Contributi non versati: la Cassazione fissa i nuovi termini prescrizionali (sentenza n. 22802/2025 SS.UU.)

Con la sentenza n. 22802 del 2025, le Sezioni Unite della Corte di Cassazione hanno fatto chiarezza definitiva sul delicato tema dei contributi previdenziali non versati dal datore di lavoro. La decisione ridefinisce i termini di prescrizione, soprattutto in relazione ai casi di lavoro irregolare o “in nero”, fornendo un percorso temporale più chiaro per la tutela del lavoratore.

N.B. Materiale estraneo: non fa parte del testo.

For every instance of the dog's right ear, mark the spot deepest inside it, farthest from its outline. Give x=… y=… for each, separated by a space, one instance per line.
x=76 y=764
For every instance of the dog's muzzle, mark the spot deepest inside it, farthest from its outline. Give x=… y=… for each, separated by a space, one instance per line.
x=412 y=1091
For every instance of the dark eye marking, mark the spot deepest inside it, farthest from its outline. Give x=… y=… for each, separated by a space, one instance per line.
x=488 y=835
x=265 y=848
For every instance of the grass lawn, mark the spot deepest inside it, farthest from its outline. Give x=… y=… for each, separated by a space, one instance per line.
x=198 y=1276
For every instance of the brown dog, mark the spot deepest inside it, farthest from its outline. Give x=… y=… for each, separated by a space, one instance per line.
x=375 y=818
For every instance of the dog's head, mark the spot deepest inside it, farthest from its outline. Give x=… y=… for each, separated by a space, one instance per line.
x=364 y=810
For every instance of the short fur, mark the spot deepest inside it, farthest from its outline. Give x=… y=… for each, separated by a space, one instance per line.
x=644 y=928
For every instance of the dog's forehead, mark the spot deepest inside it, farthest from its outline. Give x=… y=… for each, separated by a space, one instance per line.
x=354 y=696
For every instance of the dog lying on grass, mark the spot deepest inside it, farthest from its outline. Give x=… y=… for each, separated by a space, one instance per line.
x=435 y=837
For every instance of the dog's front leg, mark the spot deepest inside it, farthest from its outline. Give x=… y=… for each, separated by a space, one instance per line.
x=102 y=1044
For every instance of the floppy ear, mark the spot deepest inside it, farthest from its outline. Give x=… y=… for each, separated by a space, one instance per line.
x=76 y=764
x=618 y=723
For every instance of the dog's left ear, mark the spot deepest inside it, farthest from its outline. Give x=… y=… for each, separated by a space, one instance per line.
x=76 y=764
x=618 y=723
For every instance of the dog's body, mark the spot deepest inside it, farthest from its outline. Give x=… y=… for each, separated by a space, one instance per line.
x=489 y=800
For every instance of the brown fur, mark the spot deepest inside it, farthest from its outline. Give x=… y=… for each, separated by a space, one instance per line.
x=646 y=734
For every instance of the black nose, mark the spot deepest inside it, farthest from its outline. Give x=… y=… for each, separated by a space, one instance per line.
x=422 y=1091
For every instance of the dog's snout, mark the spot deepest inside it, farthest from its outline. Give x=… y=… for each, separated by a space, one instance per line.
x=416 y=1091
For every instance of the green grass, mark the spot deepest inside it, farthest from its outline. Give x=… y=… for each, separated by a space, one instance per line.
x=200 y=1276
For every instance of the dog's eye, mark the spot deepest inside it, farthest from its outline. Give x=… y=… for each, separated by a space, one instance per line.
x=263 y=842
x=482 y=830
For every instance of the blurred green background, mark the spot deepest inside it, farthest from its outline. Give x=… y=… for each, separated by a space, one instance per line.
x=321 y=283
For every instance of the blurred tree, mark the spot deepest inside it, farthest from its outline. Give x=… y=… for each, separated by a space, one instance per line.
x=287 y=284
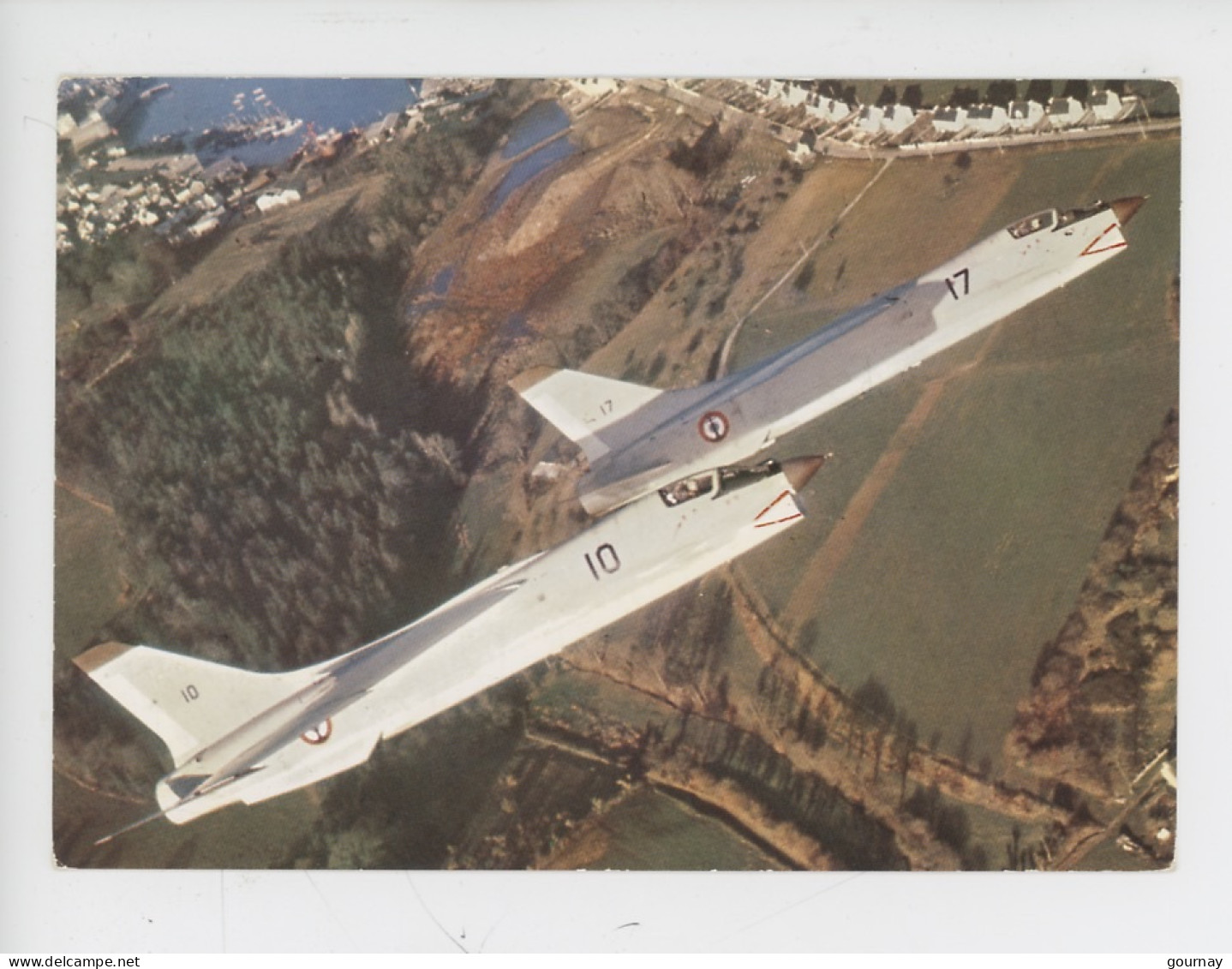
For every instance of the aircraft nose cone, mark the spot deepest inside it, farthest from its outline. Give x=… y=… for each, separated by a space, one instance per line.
x=799 y=472
x=1124 y=208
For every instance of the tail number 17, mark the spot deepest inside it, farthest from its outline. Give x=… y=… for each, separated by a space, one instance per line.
x=953 y=284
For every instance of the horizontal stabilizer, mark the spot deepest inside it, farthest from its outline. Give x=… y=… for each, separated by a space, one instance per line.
x=188 y=702
x=581 y=404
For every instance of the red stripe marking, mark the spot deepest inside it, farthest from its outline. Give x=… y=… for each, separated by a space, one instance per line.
x=785 y=493
x=1091 y=250
x=776 y=521
x=779 y=521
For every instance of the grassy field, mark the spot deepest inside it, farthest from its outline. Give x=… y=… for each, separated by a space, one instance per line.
x=87 y=582
x=978 y=540
x=650 y=831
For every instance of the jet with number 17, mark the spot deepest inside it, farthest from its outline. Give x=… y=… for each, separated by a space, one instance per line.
x=637 y=439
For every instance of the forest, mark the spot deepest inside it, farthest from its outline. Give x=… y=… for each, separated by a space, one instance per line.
x=281 y=476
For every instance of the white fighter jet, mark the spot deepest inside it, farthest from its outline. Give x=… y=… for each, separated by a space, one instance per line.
x=637 y=439
x=244 y=737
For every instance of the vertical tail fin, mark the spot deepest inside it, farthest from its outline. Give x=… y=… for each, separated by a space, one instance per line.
x=581 y=404
x=188 y=702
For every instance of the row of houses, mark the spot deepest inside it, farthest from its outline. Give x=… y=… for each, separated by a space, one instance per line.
x=832 y=117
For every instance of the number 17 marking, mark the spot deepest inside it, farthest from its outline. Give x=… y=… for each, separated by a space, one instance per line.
x=966 y=282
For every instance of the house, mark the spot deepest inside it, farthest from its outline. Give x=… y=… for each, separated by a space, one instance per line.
x=950 y=120
x=870 y=120
x=1026 y=115
x=897 y=118
x=276 y=200
x=1065 y=112
x=988 y=118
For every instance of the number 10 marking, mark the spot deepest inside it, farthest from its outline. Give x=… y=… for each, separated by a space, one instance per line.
x=607 y=558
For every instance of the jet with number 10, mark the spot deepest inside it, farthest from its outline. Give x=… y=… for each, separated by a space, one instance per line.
x=236 y=735
x=637 y=439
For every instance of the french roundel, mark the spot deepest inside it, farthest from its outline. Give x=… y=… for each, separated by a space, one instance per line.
x=318 y=734
x=714 y=426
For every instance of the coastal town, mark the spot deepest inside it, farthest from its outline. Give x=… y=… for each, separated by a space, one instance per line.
x=186 y=190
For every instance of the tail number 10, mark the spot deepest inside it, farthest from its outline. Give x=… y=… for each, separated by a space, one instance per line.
x=604 y=560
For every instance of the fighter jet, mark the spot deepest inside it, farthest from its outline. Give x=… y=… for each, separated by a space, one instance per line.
x=637 y=439
x=245 y=737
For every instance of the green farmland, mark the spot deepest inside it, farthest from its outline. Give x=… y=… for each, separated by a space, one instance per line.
x=982 y=526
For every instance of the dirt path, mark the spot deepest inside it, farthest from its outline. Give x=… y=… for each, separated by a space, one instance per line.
x=85 y=496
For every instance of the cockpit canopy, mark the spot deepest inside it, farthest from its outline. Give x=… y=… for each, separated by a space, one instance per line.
x=716 y=482
x=1032 y=223
x=1050 y=219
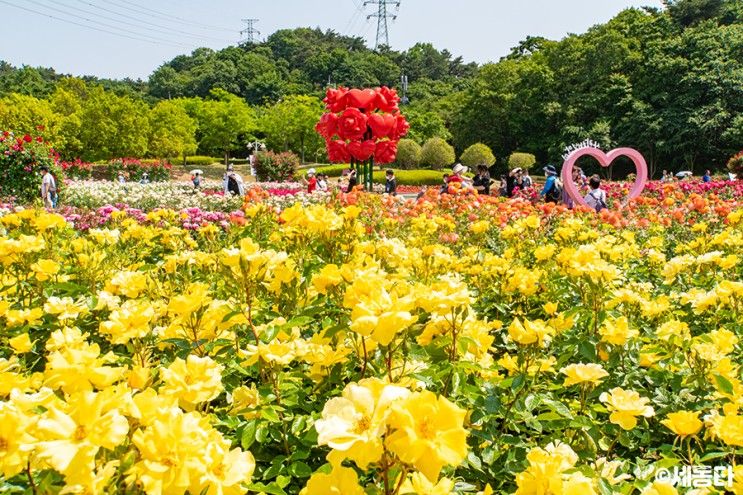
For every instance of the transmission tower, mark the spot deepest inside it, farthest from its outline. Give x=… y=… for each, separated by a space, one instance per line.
x=250 y=31
x=383 y=35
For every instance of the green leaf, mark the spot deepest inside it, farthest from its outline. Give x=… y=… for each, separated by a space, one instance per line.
x=300 y=470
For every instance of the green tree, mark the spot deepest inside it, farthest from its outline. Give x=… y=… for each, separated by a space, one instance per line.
x=172 y=130
x=224 y=121
x=289 y=125
x=477 y=154
x=437 y=154
x=113 y=126
x=408 y=154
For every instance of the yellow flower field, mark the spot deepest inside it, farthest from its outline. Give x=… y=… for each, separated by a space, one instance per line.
x=370 y=347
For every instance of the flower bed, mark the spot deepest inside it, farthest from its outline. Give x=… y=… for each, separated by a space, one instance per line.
x=370 y=343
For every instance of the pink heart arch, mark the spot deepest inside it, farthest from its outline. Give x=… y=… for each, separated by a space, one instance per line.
x=604 y=160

🔹 Tre fasi temporali distinte

La Corte ha individuato tre diversi termini prescrizionali, che si succedono nel tempo:

  1. Prescrizione ordinaria (5 anni)
    • Il datore di lavoro ha l’obbligo di versare i contributi previdenziali entro i termini di legge.
    • Se non lo fa, l’INPS può richiederli entro 5 anni dal momento in cui il versamento era dovuto.
    • Decorso questo termine, l’INPS non può più agire per il recupero coattivo.
  2. Costituzione della rendita vitalizia da parte del datore di lavoro (10 anni)
    • Una volta prescritto il diritto dell’INPS a richiedere i contributi, resta comunque a carico del datore di lavoro l’obbligo di assicurare al dipendente una tutela pensionistica.
    • Per questo, egli ha 10 anni di tempo per versare i contributi necessari alla costituzione di una rendita vitalizia reversibile a favore del lavoratore, che andrà a compensare i contributi mancanti nella posizione assicurativa.
  3. Azione del lavoratore (10 anni)
    • Se il datore di lavoro non adempie nemmeno entro questi 10 anni, subentra il diritto del lavoratore.
    • Il dipendente, anche se ha lavorato “in nero”, ha a sua volta 10 anni di tempo per chiedere la costituzione della rendita vitalizia a proprio favore.
    • In tal caso, i contributi restano comunque a carico del datore di lavoro, che viene obbligato a versarli anche tardivamente.

🔹 La novità dal 12 gennaio 2025

La riforma previdenziale entrata in vigore il 12 gennaio 2025 introduce una possibilità ulteriore per il lavoratore:

  • In caso di inerzia del datore di lavoro e di decorso dei termini prescrizionali, il lavoratore può pagare direttamente i contributi mancanti per costituire la rendita vitalizia a proprio favore.
  • Questa misura consente di salvaguardare la posizione pensionistica anche nei casi in cui non sia più possibile rivalersi sul datore di lavoro.

🔹 Implicazioni pratiche

  • Per i datori di lavoro: la sentenza rafforza l’idea che l’omissione contributiva non si estingue facilmente, ma rimane un rischio giuridico ed economico a lungo termine.
  • Per i lavoratori irregolari: si amplia lo spazio temporale per far valere i propri diritti, con un orizzonte complessivo che può arrivare fino a 25 anni (5 + 10 + 10).
  • Per il sistema previdenziale: la norma tutela l’interesse pubblico a garantire la copertura pensionistica, anche a distanza di molti anni dal rapporto di lavoro.

✅ In sintesi

La Cassazione con questa pronuncia offre una tutela rafforzata ai lavoratori, soprattutto quelli impiegati in nero, che spesso rischiavano di vedere svanire la possibilità di maturare i contributi per colpa del datore di lavoro.

Il messaggio è chiaro: l’omissione contributiva non è facilmente sanabile dal punto di vista prescrizionale, e il lavoratore dispone di strumenti efficaci e di lungo periodo per garantirsi i diritti previdenziali.